In a post-credits scene, we learn that Eli has sold his store in Washington to live out the rest of his days in Waterproof.

==Cast==
- Burt Reynolds as Eli Zeal
- April Grace as Tyree Battle, Whitney Tucker portrays young Tyree
- Whitman Mayo as Sugar
- Orlando Jones as Natty Battle
- Ja'net Dubois as Viola Battle
- Anthony Lee as 'Brother Big' Battle
- Cordereau Dye as Thaniel Battle
- Gil Johnson as Chris Hardwick
- Joe Inscoe as Dr. Austin

==Production==
Filming took place in Wilmington, North Carolina, with 2nd unit photography in Tensas Parish, Louisiana, and Washington D.C., and was completed in 24 days, with cinematography done by Stephen Thompson, and a production team that included Roy Walker, Frank Capra Jr., Craig Fincannon and Jonathan Cornick.
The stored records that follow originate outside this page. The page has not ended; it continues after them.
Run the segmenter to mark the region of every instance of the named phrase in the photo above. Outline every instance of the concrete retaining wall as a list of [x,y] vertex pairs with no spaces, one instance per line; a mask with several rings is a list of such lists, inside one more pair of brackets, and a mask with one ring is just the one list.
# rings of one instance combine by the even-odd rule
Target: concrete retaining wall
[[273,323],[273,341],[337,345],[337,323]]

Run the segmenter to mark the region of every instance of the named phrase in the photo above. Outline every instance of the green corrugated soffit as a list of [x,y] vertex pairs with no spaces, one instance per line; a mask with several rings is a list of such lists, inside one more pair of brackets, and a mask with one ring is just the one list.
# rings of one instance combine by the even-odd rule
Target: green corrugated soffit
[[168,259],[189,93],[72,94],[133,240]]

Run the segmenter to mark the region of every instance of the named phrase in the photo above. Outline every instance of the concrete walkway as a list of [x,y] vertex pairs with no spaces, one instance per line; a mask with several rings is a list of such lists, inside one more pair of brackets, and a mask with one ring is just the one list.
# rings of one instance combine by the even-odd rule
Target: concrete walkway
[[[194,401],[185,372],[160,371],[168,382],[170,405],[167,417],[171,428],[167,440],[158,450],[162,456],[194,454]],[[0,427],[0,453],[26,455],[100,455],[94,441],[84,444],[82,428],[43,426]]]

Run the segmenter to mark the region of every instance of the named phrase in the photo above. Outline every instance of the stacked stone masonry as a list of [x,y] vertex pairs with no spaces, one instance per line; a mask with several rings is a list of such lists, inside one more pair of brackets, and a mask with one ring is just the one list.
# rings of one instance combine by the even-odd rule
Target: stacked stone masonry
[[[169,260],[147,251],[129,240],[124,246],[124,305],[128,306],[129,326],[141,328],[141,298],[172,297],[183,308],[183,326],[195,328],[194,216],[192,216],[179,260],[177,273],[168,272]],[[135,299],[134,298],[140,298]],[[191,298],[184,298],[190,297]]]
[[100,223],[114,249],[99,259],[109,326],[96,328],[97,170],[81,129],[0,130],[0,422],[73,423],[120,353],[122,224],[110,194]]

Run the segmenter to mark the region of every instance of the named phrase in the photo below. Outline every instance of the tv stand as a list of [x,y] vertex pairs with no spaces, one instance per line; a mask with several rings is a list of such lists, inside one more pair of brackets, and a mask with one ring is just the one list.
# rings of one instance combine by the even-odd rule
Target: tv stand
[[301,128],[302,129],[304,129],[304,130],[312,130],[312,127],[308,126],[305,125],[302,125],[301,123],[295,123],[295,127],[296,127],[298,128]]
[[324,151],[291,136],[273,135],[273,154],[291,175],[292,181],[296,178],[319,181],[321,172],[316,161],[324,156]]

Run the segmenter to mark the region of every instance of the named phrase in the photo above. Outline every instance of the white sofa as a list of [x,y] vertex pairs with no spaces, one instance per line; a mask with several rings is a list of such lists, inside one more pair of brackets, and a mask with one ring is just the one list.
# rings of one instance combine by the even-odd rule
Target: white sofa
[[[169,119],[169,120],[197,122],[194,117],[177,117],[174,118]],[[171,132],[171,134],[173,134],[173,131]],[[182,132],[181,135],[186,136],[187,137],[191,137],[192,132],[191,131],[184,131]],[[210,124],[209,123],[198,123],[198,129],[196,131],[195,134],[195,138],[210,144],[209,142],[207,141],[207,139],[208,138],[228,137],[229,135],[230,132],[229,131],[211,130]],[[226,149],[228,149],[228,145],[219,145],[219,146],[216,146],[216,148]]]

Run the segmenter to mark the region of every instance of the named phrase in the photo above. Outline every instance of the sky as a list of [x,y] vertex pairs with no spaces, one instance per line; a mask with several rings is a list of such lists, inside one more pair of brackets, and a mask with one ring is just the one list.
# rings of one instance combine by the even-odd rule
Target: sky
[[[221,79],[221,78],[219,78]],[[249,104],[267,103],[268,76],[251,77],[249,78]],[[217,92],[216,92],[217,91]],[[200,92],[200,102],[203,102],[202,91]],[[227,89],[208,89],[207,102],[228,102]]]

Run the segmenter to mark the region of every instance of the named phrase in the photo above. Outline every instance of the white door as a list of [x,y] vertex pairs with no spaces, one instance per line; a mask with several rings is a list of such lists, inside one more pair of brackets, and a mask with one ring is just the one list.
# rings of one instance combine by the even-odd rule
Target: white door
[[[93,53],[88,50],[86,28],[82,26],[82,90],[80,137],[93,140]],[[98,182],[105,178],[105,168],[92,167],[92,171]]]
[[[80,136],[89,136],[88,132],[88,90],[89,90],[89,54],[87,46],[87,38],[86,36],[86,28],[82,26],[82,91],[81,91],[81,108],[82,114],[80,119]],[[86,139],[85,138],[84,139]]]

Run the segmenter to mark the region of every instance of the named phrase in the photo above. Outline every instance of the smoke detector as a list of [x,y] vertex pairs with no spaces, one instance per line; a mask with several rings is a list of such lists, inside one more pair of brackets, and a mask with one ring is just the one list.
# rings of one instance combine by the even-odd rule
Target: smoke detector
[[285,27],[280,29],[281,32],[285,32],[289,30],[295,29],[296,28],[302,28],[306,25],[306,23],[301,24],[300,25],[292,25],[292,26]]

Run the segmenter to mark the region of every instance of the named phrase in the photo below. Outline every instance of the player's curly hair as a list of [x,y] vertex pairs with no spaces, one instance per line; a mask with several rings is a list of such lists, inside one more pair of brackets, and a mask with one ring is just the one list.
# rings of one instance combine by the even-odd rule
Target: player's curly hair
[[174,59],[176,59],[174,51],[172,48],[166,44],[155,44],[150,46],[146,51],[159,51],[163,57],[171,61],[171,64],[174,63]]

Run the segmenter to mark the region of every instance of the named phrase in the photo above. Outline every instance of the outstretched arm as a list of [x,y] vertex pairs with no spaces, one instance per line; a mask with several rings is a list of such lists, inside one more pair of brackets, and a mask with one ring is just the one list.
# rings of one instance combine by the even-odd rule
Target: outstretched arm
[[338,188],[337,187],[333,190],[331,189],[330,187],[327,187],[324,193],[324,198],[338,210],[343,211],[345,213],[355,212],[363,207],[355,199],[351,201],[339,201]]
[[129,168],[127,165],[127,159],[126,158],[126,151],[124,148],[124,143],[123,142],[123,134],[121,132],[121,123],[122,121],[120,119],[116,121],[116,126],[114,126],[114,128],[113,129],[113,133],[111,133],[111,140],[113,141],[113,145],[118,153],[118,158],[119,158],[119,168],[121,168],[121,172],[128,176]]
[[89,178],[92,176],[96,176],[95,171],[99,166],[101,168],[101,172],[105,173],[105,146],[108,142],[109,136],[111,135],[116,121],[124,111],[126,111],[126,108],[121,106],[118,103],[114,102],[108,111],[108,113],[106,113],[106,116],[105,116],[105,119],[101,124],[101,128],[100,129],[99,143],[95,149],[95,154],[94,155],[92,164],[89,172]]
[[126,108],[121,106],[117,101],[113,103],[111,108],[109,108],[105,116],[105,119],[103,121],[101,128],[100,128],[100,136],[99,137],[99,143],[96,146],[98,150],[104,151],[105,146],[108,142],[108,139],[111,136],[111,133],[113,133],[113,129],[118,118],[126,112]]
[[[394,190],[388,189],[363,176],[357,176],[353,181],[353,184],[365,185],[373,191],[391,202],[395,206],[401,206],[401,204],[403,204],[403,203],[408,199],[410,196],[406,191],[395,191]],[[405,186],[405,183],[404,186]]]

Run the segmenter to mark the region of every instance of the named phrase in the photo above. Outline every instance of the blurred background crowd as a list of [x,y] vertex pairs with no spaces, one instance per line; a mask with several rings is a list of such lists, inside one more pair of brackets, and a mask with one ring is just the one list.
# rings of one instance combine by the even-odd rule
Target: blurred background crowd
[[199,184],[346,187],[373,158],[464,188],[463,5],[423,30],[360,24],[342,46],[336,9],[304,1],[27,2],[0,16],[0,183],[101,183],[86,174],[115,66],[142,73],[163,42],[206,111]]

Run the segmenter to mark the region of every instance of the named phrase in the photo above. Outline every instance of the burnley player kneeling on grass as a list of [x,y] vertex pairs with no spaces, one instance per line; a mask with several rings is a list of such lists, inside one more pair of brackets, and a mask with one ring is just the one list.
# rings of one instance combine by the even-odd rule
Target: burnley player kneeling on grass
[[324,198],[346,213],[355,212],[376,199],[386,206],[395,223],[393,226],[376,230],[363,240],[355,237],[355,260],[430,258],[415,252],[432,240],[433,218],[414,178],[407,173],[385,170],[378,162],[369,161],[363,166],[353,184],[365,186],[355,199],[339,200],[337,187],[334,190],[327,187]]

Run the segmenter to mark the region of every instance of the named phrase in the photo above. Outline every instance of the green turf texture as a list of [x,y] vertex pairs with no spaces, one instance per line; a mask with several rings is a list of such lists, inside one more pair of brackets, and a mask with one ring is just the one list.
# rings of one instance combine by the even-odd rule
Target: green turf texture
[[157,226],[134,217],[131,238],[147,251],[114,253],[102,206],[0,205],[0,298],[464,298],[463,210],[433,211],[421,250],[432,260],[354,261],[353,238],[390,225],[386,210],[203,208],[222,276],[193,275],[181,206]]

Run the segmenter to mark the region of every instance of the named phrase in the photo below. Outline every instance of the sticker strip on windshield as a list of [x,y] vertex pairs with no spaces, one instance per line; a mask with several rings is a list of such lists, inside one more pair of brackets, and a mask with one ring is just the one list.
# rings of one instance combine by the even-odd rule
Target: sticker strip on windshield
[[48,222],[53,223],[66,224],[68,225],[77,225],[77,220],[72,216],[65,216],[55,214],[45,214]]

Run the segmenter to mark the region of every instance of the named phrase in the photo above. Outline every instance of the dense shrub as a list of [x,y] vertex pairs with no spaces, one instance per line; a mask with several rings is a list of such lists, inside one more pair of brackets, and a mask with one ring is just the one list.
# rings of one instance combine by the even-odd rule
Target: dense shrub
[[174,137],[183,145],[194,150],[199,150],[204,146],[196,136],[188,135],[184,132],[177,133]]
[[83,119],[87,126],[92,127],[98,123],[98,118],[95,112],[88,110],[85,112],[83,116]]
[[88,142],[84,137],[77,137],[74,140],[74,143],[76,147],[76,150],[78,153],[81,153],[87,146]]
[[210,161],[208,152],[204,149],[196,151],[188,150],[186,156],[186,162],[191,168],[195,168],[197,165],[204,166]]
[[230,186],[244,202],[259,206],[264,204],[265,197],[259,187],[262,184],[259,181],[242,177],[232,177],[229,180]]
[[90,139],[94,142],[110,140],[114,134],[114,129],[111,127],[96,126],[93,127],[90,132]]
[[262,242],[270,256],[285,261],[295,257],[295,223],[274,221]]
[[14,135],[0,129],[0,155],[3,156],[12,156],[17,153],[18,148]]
For the role of Eli, Martin Landau was originally considered.

==Music==
The music was composed by J. Peter Robinson, with original songs by soul band Sonia Dada.

==Release==
Although completed in 1998, the film was left with no distributor until the rights were eventually purchased in 2000 by Cloud Ten Pictures. It premiered at the Urbanworld Film Festival August 2, 2001.

===Reception===

Ken James of Christian Spotlight Movie Reviews gave it 4 stars out of 5, and wrote, "Technically it is well done and on par with most other indie films. The acting is convincing and the story strong enough to captivate most willing to sit through some initially slow drama."

==Home media==
The film received a DVD and VHS release from Cloud Ten and Sony Pictures Home Entertainment October 30, 2001.